В восточном секторе аэродрома, за боевым охранением, был яр. Представьте себе лощинку, усеянную останками бронетехники и автомобилей, ржавыми бочками, битым стеклом и мусором, изрезанную траншеями. Фон такой, что можно снимать итоги третьей мировой. Военная свалка – страшна! Вот здесь и оттачивали свое боевое мастерство десантники 56-й десантно-штурмовой бригады.
Проходили по железо-рваному лабиринту, по солярке, горящей в траншеях, со стрельбой из автоматов и подствольников, в полной экипировке, с метанием на ходу ручных осколочных гранат РГД-5 и РГО.
Помню, сделал снимок: у СПГ-9 (станкового противотанкового гранатомета) группа голых по пояс солдат. Чистят оружие. Хороший был снимок. Да где такое могли напечатать? Полуголый советский солдат в пустыне с «базукой»?!
* * *
Прошла по войскам очередная «секретная» информация.
Частые случаи заболевания желтухой (гепатитом) и малярией объяснялись в ней тем, что на пакистанской границе американцы устроили сеть из пятнадцати лабораторий, где выращивают зараженных кровососущих, а также чистую заразу, забрасывая ее в Афганистан.
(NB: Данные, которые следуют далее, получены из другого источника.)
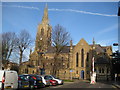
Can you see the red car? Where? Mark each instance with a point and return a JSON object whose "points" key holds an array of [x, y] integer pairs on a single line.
{"points": [[53, 82]]}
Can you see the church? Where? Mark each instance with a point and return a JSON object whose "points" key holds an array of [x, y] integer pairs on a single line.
{"points": [[75, 60]]}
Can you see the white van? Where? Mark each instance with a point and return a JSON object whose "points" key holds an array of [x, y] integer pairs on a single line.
{"points": [[8, 79]]}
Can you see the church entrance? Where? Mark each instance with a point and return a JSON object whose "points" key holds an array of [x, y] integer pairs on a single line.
{"points": [[82, 74]]}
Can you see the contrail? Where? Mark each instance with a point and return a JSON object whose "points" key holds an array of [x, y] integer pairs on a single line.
{"points": [[84, 12], [67, 10], [20, 7]]}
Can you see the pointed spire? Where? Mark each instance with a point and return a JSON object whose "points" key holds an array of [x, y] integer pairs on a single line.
{"points": [[71, 43], [45, 16], [93, 41]]}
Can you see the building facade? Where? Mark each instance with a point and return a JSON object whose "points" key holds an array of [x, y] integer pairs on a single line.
{"points": [[74, 60]]}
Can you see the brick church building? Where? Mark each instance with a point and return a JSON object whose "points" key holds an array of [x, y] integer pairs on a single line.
{"points": [[74, 60]]}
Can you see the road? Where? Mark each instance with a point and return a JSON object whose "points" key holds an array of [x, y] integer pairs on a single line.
{"points": [[83, 84]]}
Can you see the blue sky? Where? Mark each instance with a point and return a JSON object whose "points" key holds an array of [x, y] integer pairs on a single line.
{"points": [[81, 19]]}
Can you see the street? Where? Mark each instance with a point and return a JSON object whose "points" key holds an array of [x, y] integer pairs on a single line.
{"points": [[83, 84]]}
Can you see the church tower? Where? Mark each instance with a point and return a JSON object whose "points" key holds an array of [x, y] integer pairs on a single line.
{"points": [[43, 37]]}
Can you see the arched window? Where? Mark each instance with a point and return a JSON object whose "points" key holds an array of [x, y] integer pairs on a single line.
{"points": [[82, 58], [99, 70], [77, 57], [107, 70]]}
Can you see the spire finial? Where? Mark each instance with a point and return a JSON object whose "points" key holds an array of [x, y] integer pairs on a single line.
{"points": [[93, 41], [45, 16]]}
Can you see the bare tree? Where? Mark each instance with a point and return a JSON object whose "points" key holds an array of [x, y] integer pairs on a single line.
{"points": [[8, 44], [23, 42], [60, 39]]}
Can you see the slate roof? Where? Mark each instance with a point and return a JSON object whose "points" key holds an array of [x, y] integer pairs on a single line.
{"points": [[65, 50], [101, 60], [99, 48]]}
А гепатит косил по-черному. К середине лета до двадцати процентов личного состава «желтело», после чего перебрасывались на вертолетах в СССР для лечения, точнее, в среднеазиатские республики, в глухие, полусдохшие госпиталя на двадцать коек. А к концу года эта цифра кое-где доходила до сорока процентов.
* * *
Что знали о США и их «зловещей роли» воины-интернационалисты?
К примеру, то, что если бы мы в декабре 1979-го не вошли в Афган – в январе 1980-го там бы уже хозяйничали американцы. Еще что моджахедов в Пакистане обучают «гегемоническим устремлениям империализма во главе с США в Юго-восточном регионе».
Много лет спустя мне до колик было смешно, что я не знал о захвате американского посольства в Кабуле и трагедии, разыгравшейся там. Было стыдно, что я считал авантюрой попытку США освободить своих граждан в Иране с помощью военной силы. А вот что шевелилось в глубине сознания смутно… Когда-то в школе и позже с садистским удовольствием читал я в наших газетах бесстрастные сообщения о том, что во Вьетнаме сбит очередной вертолет ВВС США… Теперь настала наша очередь считать потери.
* * *
Какое счастье, что у афганских моджахедов не было боевой авиации. Вот бы мы попрыгали! И стал бы Афган сущим адом. Храни Бог небо чистым над родиной каждого человека!
* * *
Завтрак. Плюс тридцать. Офицерская столовая ангар СРМК (сборно-разборная металлическая конструкция).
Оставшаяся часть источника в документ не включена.